3. Must be part of a Title 10 Call-up as noted on a DD214 and NGB22, copies of which must be provided to the BVFF & RO.

4. The employer (fire or law enforcement department) must notify the BVFF & RO within 30 days of the member's reemployment.

5. The member must apply to receive the credit, using the appropriate form, and pay the prescribed fees within five (5) years of returning to employment.

Payment:

The State Board shall establish the member's service credit and bill the employer for its contribution required under RCW 41.24 for the period of military service, plus interest based upon the documentation received with the member's application form.

The member must pay his/her portion of the fees, unless the employer has elected to make the member's payments for the other members of the department. 

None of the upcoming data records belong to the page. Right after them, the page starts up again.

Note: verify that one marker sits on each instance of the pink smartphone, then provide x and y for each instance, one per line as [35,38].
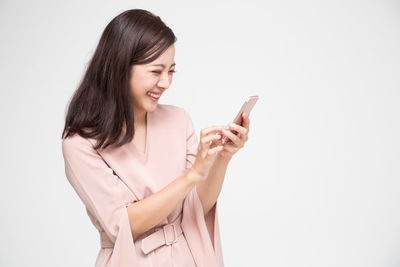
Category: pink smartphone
[246,108]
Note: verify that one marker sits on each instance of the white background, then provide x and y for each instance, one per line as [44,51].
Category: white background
[317,183]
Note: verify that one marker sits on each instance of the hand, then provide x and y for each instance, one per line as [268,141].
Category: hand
[207,151]
[235,142]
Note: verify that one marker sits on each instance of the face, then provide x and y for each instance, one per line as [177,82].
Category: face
[154,77]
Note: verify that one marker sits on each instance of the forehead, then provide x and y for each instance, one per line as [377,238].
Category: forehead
[166,59]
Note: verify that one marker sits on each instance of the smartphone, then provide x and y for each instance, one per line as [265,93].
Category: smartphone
[246,108]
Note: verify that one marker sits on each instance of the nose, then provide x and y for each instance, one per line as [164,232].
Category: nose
[164,81]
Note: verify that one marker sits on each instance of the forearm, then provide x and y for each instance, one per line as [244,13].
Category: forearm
[209,189]
[147,213]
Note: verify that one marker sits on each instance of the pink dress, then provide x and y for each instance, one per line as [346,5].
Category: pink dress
[108,180]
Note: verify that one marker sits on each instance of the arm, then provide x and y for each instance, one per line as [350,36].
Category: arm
[148,212]
[209,189]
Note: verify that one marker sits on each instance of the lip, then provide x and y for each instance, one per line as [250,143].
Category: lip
[156,93]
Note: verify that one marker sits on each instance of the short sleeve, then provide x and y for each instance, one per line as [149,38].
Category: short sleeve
[103,193]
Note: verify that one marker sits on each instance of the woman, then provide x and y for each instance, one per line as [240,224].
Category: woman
[148,185]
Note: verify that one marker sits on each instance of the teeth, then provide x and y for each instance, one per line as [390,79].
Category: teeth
[153,95]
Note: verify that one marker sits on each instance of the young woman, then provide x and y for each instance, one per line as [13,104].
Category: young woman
[148,185]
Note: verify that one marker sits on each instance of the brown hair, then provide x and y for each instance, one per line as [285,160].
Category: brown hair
[101,105]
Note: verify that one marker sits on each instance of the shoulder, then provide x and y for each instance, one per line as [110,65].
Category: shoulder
[76,143]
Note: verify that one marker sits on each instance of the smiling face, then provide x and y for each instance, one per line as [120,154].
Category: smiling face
[154,77]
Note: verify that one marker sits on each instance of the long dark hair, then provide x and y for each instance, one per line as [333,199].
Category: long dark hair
[102,105]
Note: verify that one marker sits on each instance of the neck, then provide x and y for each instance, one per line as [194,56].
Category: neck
[140,118]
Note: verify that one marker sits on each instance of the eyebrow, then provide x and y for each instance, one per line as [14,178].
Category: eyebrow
[162,65]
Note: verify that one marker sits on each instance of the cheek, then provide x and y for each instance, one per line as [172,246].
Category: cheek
[140,86]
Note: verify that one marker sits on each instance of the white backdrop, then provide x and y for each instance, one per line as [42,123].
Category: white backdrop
[317,183]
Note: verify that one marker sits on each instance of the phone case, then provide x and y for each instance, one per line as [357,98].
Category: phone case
[246,108]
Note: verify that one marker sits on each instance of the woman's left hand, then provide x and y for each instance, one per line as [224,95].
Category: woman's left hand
[235,141]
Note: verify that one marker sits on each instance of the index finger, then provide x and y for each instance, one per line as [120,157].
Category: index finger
[246,120]
[211,129]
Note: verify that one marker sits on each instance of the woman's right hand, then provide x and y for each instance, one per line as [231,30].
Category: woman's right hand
[207,151]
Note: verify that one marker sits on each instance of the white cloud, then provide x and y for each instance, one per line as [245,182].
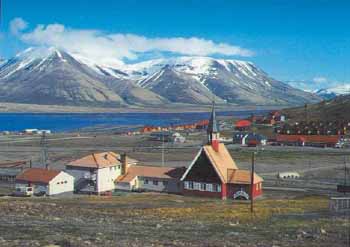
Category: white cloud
[104,47]
[17,25]
[320,79]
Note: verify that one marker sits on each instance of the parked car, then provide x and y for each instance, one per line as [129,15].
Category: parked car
[24,191]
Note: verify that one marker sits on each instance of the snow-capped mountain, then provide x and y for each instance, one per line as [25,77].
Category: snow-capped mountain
[52,76]
[232,81]
[330,93]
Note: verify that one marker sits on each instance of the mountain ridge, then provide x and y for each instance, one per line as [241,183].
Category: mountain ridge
[53,76]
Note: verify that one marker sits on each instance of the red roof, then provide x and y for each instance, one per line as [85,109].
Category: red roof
[243,123]
[330,139]
[37,175]
[150,171]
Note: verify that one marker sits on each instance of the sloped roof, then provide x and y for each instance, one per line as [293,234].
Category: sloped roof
[212,125]
[100,160]
[150,171]
[221,160]
[243,123]
[37,175]
[242,177]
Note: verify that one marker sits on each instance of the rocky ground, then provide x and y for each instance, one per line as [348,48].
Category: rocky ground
[169,220]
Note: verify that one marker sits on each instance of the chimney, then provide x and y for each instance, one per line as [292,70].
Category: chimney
[215,145]
[123,163]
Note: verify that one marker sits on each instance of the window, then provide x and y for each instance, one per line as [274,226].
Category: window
[209,187]
[216,187]
[186,185]
[196,185]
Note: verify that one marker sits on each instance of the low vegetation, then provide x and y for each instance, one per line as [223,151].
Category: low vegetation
[161,220]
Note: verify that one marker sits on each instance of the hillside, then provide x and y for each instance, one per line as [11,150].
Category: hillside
[331,110]
[49,76]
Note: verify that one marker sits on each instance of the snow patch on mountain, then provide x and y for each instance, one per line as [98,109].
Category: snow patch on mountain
[329,93]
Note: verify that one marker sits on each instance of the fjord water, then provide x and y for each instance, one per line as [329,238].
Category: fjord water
[61,122]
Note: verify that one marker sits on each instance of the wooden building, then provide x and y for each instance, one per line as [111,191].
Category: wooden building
[213,172]
[151,178]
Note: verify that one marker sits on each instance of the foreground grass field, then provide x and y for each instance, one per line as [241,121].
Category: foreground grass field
[168,220]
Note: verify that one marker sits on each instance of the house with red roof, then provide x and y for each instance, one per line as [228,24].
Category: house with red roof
[214,173]
[96,172]
[243,125]
[45,181]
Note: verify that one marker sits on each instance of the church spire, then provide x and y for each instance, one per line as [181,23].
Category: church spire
[213,128]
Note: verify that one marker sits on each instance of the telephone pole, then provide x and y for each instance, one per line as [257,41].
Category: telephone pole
[43,145]
[252,184]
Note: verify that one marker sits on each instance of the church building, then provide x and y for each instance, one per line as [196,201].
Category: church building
[213,172]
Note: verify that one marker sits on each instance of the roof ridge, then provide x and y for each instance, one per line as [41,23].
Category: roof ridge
[214,164]
[93,155]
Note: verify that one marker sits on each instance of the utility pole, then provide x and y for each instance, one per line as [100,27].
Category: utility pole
[252,184]
[306,115]
[345,177]
[43,145]
[163,148]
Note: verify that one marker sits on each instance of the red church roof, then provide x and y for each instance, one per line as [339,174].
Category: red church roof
[329,139]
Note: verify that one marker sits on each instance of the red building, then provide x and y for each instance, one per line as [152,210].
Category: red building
[243,125]
[213,172]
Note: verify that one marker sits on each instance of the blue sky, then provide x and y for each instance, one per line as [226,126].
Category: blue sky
[291,40]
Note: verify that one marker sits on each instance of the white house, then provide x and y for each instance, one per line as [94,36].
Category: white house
[49,182]
[96,173]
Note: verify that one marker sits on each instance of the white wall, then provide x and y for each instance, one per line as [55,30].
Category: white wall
[106,177]
[78,173]
[62,183]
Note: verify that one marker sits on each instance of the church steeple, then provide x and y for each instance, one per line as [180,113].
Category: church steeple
[213,128]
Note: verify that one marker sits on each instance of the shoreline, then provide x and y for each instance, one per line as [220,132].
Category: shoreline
[176,108]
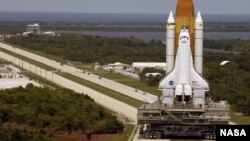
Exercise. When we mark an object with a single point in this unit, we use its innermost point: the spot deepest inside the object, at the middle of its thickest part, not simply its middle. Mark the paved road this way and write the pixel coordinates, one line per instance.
(100, 98)
(123, 89)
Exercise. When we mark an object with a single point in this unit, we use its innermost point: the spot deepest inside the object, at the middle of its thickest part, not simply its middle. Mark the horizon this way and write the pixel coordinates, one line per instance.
(122, 6)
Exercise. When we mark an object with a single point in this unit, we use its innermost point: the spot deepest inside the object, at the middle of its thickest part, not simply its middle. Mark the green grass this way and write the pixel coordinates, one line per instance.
(58, 59)
(122, 136)
(134, 83)
(36, 63)
(128, 100)
(239, 118)
(121, 97)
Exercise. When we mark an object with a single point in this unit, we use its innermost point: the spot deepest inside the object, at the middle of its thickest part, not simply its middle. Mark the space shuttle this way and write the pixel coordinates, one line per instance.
(184, 45)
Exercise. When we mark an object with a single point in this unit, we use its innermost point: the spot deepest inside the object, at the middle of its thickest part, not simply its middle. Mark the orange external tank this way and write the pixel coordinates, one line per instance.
(185, 16)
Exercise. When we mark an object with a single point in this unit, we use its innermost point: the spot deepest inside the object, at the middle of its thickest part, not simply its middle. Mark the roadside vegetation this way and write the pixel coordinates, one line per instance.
(229, 82)
(89, 49)
(7, 134)
(46, 110)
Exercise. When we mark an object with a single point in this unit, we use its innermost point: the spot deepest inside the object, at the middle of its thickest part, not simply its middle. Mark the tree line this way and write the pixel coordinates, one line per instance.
(59, 108)
(230, 82)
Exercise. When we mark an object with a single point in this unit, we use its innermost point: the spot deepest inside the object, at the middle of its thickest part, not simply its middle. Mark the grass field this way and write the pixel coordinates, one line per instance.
(128, 100)
(122, 136)
(134, 83)
(239, 118)
(36, 63)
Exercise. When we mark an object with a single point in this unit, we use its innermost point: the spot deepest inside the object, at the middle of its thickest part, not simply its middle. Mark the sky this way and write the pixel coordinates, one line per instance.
(123, 6)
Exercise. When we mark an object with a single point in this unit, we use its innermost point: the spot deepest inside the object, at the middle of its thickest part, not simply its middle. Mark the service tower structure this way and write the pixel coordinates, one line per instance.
(183, 109)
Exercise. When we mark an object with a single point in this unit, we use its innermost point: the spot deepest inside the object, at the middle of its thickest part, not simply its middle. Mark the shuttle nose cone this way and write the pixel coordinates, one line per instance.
(198, 18)
(171, 19)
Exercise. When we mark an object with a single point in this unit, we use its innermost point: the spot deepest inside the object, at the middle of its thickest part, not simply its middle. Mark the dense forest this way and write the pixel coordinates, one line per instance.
(229, 82)
(89, 49)
(48, 109)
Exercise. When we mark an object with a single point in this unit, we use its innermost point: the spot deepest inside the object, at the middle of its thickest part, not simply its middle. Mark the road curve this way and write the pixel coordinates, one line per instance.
(99, 98)
(118, 87)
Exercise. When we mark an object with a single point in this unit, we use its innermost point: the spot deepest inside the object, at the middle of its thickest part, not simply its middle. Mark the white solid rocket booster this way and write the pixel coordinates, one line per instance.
(198, 63)
(170, 42)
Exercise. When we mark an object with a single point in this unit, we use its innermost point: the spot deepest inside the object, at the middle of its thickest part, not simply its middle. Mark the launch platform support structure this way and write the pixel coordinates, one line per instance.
(183, 109)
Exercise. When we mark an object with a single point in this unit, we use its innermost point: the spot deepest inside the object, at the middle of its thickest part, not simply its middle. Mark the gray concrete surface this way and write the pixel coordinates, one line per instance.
(100, 98)
(123, 89)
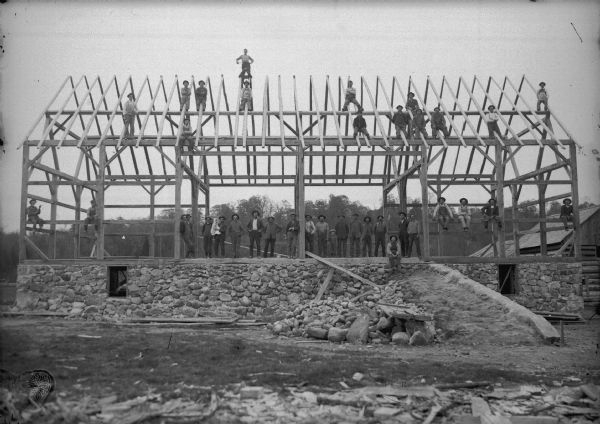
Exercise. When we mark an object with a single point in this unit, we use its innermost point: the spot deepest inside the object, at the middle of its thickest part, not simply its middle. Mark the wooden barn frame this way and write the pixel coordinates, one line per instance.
(78, 143)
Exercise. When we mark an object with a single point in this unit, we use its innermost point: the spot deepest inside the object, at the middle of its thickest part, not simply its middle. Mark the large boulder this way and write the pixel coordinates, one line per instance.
(359, 330)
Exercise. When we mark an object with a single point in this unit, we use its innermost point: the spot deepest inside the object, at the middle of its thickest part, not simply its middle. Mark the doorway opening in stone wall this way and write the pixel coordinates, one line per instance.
(507, 281)
(117, 280)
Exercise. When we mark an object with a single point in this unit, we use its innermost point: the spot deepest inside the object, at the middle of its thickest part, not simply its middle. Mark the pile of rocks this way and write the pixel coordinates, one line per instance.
(356, 322)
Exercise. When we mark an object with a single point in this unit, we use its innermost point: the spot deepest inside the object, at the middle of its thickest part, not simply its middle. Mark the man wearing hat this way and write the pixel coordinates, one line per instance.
(291, 232)
(218, 231)
(186, 230)
(271, 230)
(207, 236)
(309, 233)
(186, 93)
(464, 214)
(129, 114)
(350, 97)
(380, 231)
(443, 213)
(322, 231)
(341, 234)
(401, 120)
(566, 213)
(33, 215)
(403, 233)
(360, 126)
(367, 236)
(201, 93)
(438, 123)
(235, 230)
(246, 97)
(491, 212)
(91, 216)
(542, 96)
(355, 233)
(255, 228)
(491, 119)
(393, 252)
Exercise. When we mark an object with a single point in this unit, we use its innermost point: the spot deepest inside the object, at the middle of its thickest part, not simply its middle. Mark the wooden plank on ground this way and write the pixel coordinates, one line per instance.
(324, 285)
(344, 270)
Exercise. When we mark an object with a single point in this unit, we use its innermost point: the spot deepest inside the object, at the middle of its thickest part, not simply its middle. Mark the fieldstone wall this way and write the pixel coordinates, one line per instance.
(539, 286)
(254, 289)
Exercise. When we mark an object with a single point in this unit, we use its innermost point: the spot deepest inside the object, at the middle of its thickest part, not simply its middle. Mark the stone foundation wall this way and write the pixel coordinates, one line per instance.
(254, 289)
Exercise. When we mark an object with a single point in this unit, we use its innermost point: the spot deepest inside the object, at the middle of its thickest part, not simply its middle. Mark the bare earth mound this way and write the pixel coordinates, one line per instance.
(463, 316)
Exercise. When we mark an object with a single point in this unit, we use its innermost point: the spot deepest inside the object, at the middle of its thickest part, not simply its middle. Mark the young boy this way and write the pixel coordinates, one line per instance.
(542, 96)
(186, 93)
(491, 119)
(464, 214)
(438, 122)
(491, 212)
(350, 97)
(393, 253)
(201, 93)
(33, 215)
(360, 126)
(566, 213)
(443, 213)
(246, 97)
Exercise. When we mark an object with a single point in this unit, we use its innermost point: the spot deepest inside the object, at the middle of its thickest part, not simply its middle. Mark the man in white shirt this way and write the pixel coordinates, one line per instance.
(129, 113)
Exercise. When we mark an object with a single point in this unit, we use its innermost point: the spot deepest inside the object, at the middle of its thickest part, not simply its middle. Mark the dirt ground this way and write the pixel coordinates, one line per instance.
(101, 359)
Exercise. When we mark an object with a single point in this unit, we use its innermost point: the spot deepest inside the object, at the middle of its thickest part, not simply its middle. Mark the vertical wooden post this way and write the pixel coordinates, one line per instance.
(300, 207)
(575, 198)
(24, 187)
(500, 198)
(100, 202)
(177, 216)
(424, 203)
(152, 238)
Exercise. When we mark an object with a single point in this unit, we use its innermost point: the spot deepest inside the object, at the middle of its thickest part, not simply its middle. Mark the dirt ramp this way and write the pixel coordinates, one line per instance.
(469, 313)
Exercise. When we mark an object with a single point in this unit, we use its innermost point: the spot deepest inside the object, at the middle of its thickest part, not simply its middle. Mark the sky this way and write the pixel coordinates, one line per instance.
(43, 42)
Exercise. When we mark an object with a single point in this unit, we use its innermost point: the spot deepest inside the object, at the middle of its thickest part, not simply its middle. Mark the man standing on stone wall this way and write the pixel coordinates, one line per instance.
(255, 228)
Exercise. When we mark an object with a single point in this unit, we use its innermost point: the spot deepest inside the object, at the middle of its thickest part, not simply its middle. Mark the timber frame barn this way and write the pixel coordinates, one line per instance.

The member may not make payments in excess of a five (5) year cumulative period of service.

 

Perjury Statement - DOWNLOAD

This form must be submitted with documentary evidence when proving service for a member. 

 

Pension Participation Requirement Exemption Request Form - DOWNLOAD 

After submitted, this form will be presented at the next scheduled meeting of the State Board. Please inquire after that date about approval. 

 

Annual Retire/Rehire Physical Examination Certification - DOWNLOAD

This form will need to be submitted annually for retirees who rejoin the department while collecting a retirement pension. Please find the amount of the next year's disability fee in the annual letter sent toward the end of the year regarding annual fees.

 

Pain Management Policy - DOWNLOAD

 

Documentary Evidence Checklist Directions - DOWNLOAD

Documentary Evidence Checklist - DOWNLOAD

This checklist will be required when submitting documentary evidence to prove volunteer firefighter or reserve office service.